Database Schema Versioning

Database schema is an important part of your source code and you would like to release it along with your application especially if it is a web application. The other reason to version your database is for continuous integration. Every time a team member makes some change in the code the build server picks it up and rebuilds the whole application again. If that change contains a database update, you would want that to happen on the build server automatically. Here comes your database script runner tool.

I have been looking for tools like that over the internet but could not find an open source script runner. The one which does the job is not open source and the one which is open source does not do the job right. So I decided to write my own.

This is a class library which takes in a connection string, a file format string and the path to the scripts directory. Connection string is off course the address of your database and the file format is an handy feature so you can use any name format for your sql scripts. For instance: a file name “my_%.sql” will read all files of the format my_<sequence number>.sql where sequence number is a 4 digit integer.

Here is the code. I use it as a library and run it at the start up on one of my services but you can create a console application and reference the assembly in it to use it as a standalone tool. I might create that console application later and will share it here if I do.

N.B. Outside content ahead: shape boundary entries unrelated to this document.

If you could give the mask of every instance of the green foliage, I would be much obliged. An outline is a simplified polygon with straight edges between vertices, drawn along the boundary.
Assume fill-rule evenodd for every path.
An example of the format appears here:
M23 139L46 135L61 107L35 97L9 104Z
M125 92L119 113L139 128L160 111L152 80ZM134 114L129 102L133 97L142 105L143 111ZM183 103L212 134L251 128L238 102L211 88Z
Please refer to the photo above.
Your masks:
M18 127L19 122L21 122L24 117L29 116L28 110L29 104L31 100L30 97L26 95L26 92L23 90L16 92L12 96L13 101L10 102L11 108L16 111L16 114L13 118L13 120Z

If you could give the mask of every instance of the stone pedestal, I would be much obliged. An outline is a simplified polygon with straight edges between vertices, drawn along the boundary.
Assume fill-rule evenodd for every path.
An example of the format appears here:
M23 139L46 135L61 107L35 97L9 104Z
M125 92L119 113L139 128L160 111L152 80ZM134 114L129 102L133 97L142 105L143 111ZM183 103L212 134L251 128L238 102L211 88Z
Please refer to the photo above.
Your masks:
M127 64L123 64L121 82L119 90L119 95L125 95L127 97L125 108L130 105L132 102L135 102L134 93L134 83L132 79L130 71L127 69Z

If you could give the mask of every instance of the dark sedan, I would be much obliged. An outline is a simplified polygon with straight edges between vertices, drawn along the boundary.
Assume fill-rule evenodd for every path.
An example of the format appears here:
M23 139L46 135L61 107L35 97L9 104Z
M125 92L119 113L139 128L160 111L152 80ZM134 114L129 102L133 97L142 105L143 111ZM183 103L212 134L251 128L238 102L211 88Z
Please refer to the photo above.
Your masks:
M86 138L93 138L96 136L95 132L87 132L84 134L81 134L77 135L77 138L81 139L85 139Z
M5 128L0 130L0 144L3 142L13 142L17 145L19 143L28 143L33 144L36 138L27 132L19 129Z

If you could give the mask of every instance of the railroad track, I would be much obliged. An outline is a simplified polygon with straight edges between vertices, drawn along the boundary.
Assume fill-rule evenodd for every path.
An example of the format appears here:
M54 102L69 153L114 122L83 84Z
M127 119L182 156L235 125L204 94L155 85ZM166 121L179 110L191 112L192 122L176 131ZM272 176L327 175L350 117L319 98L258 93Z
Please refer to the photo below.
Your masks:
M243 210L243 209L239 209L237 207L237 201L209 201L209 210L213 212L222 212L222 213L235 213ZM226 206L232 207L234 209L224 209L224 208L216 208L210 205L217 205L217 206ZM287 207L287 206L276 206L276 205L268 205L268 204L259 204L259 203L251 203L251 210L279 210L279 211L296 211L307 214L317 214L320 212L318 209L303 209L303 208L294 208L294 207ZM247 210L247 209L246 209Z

    public class SchemaUpdater
    {
        private readonly string _connectionString;
        private readonly string _nameformat;
        private readonly string _scriptdir;

        public SchemaUpdater(string connectionstring, string format, string scriptpath)
        {
            _connectionString = connectionstring;
            _nameformat = format;
            _scriptdir = scriptpath;
        }

        public void Update()
        {
            using (var connection = new SqlConnection(_connectionString))
            {
                connection.Open();
                var scriptseparator = new[] {"\nGO"};

                // Make sure we have a schema versions table
                var scriptfile = string.Format("{0}\\{1}", _scriptdir, "versions-table.sql");
                var transaction = connection.BeginTransaction(IsolationLevel.Serializable);
                try
                {
                    Array.ForEach(File.ReadAllText(scriptfile).Split(scriptseparator, StringSplitOptions.RemoveEmptyEntries),
                        (sql => new SqlCommand(sql, connection, transaction).ExecuteNonQuery()));
                    transaction.Commit();
                }
                catch(Exception)
                {
                    transaction.Rollback();
                    throw;
                }

                // Now run the baseline
                scriptfile = string.Format("{0}\\{1}", _scriptdir, "base.sql");
                transaction = connection.BeginTransaction(IsolationLevel.Serializable);
                try
                {
                    Array.ForEach(File.ReadAllText(scriptfile).Split(scriptseparator, StringSplitOptions.RemoveEmptyEntries),
                        (sql => new SqlCommand(sql, connection, transaction).ExecuteNonQuery()));
                    transaction.Commit();
                }
                catch (Exception)
                {
                    transaction.Rollback();
                    throw;
                }

                // Now run all the files
                var command = new SqlCommand("SELECT Version FROM SchemaVersion", connection);
                var version = command.ExecuteScalar();
                command.Dispose();

                var start = version == null ? 0 : Convert.ToInt32(version)+1;

                var filename = _nameformat.Replace("%", start.ToString("0000"));
                scriptfile = string.Format("{0}\\{1}", _scriptdir, filename);

                transaction = connection.BeginTransaction(IsolationLevel.Serializable);

                try
                {
                    while (File.Exists(scriptfile))
                    {
                        Array.ForEach(File.ReadAllText(scriptfile).Split(scriptseparator, StringSplitOptions.RemoveEmptyEntries),
                            (sql => new SqlCommand(sql, connection, transaction).ExecuteNonQuery()));

                        start++;
                        filename = _nameformat.Replace("%", start.ToString("0000"));
                        scriptfile = string.Format("{0}\\{1}", _scriptdir, filename);
                    }

                    new SqlCommand(string.Format("Update SchemaVersion SET Version={0}", start-1), connection, transaction).ExecuteNonQuery();

                    transaction.Commit();
                }
                catch(Exception)
                {
                    transaction.Rollback();
                    throw;
                }
            }
        }
    }

This is a small piece of code but it works for me, also takes care of the GO separator in the sql scripts and runs all commands in a transaction. It uses my scripts “version-tables.sql” which creates a new version tables in the database if it does not exist and “base.sql” which contain any sql statements which you want to run to create a baseline schema.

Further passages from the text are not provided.